No plano internacional, o comunicado de imprensa da SAMIM mencionado acima incluía mais do que apenas detalhes sobre incidentes de conflito. O comunicado declarou que a missão está agora em “plena capacidade operacional” e estabelece um conjunto de objectivos que abrangem o apoio às operações de combate moçambicanas, logística militar, policiamento e assistência humanitária. O comunicado enfatiza os aspectos de ajuda humanitária da missão, um distanciamento notável da retórica anterior sobre a SAMIM, que em grande parte ignorou a crise humanitária de Cabo Delgado. De acordo com o comunicado, a SAMIM está a trabalhar activamente com o Escritório das Nações Unidas para a Coordenação de Assuntos Humanitários para apoiar os esforços humanitários na província.

O especialista sul africano em matéria de defesa, Darren Olivier, no entanto, exortou os observadores a não aceitarem a alegação da SAMIM de estar “totalmente operacional” à letra. Olivier disse a jornalistas que o trabalho da SAMIM acontecerá em fases, com a fase actual focada na colecta de inteligência e as fases posteriores mais orientadas para o combate e manutenção de territórios. A SAMIM pode estar a perder prestígio em comparação com a intervenção rápida do Ruanda, mas, Olivier, apontou, a abordagem ruandesa de se envolver rapidamente em operações de combate sem estudar profundamente o conflito é muito mais arriscada para as tropas intervenientes do que a abordagem da SAMIM.

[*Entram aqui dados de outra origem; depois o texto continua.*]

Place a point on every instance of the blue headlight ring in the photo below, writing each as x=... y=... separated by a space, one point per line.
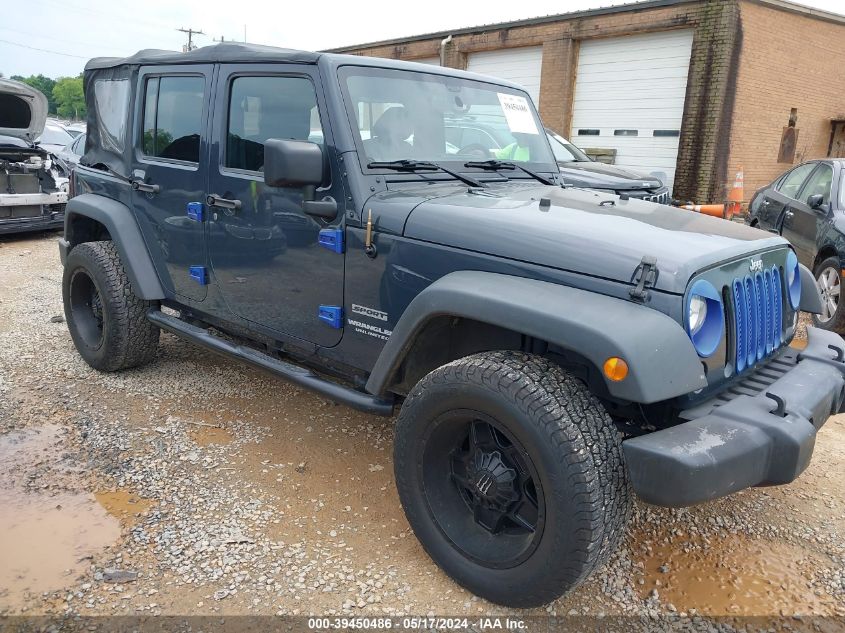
x=706 y=340
x=793 y=290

O presidente de Ruanda, Paul Kagame, por sua vez, parece perceber que o risco valeu a pena. Numa longa conferência de imprensa na semana passada, Kagame falou longamente sobre a intervenção do Ruanda em Cabo Delgado. Kagame negou categoricamente a especulação generalizada de que a França ou a TotalEnergies estão a apoiar financeiramente a intervenção em Ruanda, dizendo que a intervenção é relativamente barata e que Ruanda está a custear com os próprios recursos do país. Em vez de estar enraizada em um impulso mercenário, argumentou Kagame, a intervenção ocorreu devido a uma combinação de políticas de solidariedade e uma preocupação com os efeitos da insurgência de Cabo Delgado na segurança de Ruanda. De facto, afirmou Kagame, foram encontrados ruandeses entre os insurgentes, junto com tanzanianos, congoleses, ugandeses e burundeses. O presidente ruandês não fez nenhuma menção a outros ruandeses em Moçambique que poderia considerar como perigosos, como o jornalista da oposição ruandês Cassien Ntamuhanga, que vivia em Moçambique antes de ser detido no período que antecede a intervenção ruandesa e não foi ouvido desde então. Muitos vêem a prisão de Ntamuhanga como sendo parte de uma contrapartida pela assistência ruandesa em Cabo Delgado.

Kagame relatou que as linhas de comunicação estão abertas entre o destacamento do Ruanda e a SAMIM, e que não existem actualmente planos para expandir o destacamento ruandês para além dos 1.000 efectivos actualmente em Cabo Delgado. Ele também disse que as forças ruandesas colectaram inteligência através de documentos capturados sugerindo que os insurgentes pretendem (ou, talvez, pretendiam) expandir-se para o oeste na província de Niassa.

Outro notável avanço da inteligência foi relatado na semana passada, quando, de acordo com um artigo da Carta de Moçambique, a informações recolhidas durante as recentes ofensivas no distrito de Mocímboa da Praia permitiram ao governo moçambicano identificar seis pessoas a financiar a insurgência. Três estão supostamente baseados na Tanzânia, dois na capital de Moçambique, Maputo, e um em Pemba. Não há mais informações sobre os supostos financiadores.